If we know causes, we can plan sampling to avoid those values.

When we want to study the phenomena of outlier and missing value, we do not remove them from data set. But method of removal is useful to select these values and to study these values numerically.

Statistics is not useful in the main part of the analysis generally. The main part is the analysis with meta knowledge .

## Statistical Analysis

### By Discriminant Analysis

If the causes can be understand the relationship between other variables, the approach of Discriminant Analysis is useful.

Because of the mechanism of outlier and missing value, MT method, decision tree, is better than original Discriminant Analysis.

### As Category Data

By using outlier or missing value as the category, Analysis Using Category Data can be used to analyze the causes.

Decision Tree and Associations Analysis are useful.

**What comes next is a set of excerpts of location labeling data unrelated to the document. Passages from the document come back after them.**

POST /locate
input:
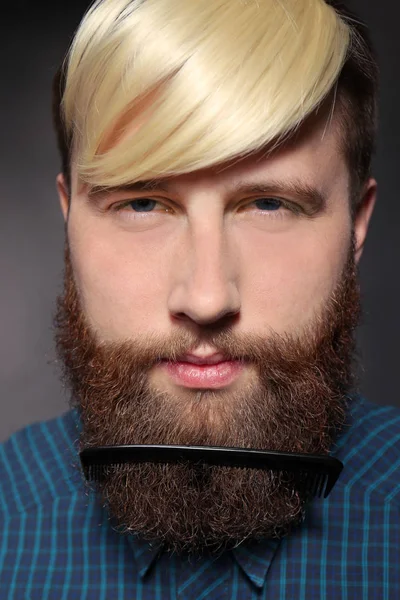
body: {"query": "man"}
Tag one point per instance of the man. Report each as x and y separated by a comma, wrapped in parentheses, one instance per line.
(216, 192)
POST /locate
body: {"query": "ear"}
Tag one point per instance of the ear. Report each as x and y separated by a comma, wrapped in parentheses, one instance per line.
(63, 195)
(363, 216)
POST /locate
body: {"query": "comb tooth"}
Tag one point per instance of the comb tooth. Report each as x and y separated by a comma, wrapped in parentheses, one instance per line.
(318, 480)
(315, 484)
(324, 479)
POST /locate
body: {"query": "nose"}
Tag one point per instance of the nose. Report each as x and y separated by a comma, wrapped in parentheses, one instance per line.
(204, 286)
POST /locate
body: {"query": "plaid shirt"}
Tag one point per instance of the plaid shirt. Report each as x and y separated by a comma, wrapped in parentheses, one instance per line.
(56, 541)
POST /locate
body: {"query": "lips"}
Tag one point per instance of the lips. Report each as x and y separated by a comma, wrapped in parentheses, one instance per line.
(214, 371)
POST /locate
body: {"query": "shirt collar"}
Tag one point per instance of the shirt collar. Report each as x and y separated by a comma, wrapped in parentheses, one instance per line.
(253, 558)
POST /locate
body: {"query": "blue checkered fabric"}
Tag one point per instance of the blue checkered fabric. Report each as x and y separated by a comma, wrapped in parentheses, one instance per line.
(57, 542)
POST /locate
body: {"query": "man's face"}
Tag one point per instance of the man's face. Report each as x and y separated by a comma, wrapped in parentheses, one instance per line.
(259, 250)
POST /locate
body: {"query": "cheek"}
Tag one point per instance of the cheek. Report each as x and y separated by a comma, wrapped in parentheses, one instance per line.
(291, 278)
(120, 286)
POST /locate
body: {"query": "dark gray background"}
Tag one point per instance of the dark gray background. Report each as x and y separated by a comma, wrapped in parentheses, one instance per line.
(34, 38)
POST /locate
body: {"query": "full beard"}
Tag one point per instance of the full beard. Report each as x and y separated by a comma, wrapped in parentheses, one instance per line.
(297, 402)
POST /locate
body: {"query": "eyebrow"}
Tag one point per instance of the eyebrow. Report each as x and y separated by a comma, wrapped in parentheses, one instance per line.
(308, 194)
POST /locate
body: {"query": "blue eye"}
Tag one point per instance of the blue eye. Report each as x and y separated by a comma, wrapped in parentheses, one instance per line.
(143, 205)
(268, 204)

## Outlier as Missing Value, Missing Value as Outlier

### Missing Value as Outlier

If there are missing values, some people use outlier value.

In this case, for example, 99999 or 1000000 are used. So we can recognize them as strange values.

### Outlier as Missing Value

Some machines or systems deals with outlier as missing value.

## Analysis of Outlier

For example, there is data of temperature of refrigerators. Main of the data is from 3C to 7C.

• The case of 10000C : This temperature is not exist on the earth generally. So this case may be the error of the system.
• The case of 1000C : Maybe the temperature of fire
• The case of 31.5C : Maybe the temperature of the room. Maybe the door of the refrigerator was open. But maybe the truth was 3.15C. The reason is clearer when we study the temperature of the room of the day or the distribution of the data.
• The case of 10C or 0C : These cases happen in the low probability. If the timing is clear, we may understand the reason.

We can analyze the refrigerator because it is a daily tool. But if we have to study the temperature in a strange machine, we do not know the normal temperature. And if we have to study some special indexes, we do not have idea to analyze.

We need help of the professional of the machine. Or we need to understand the mechanism of the machine.

## Analysis of Missing Value

There is a case that the database system records missing value when it does not receive the data from measurement machine.

This analysis is similar to the case that there are some messages like "Invalid" on the space where there is numerical value.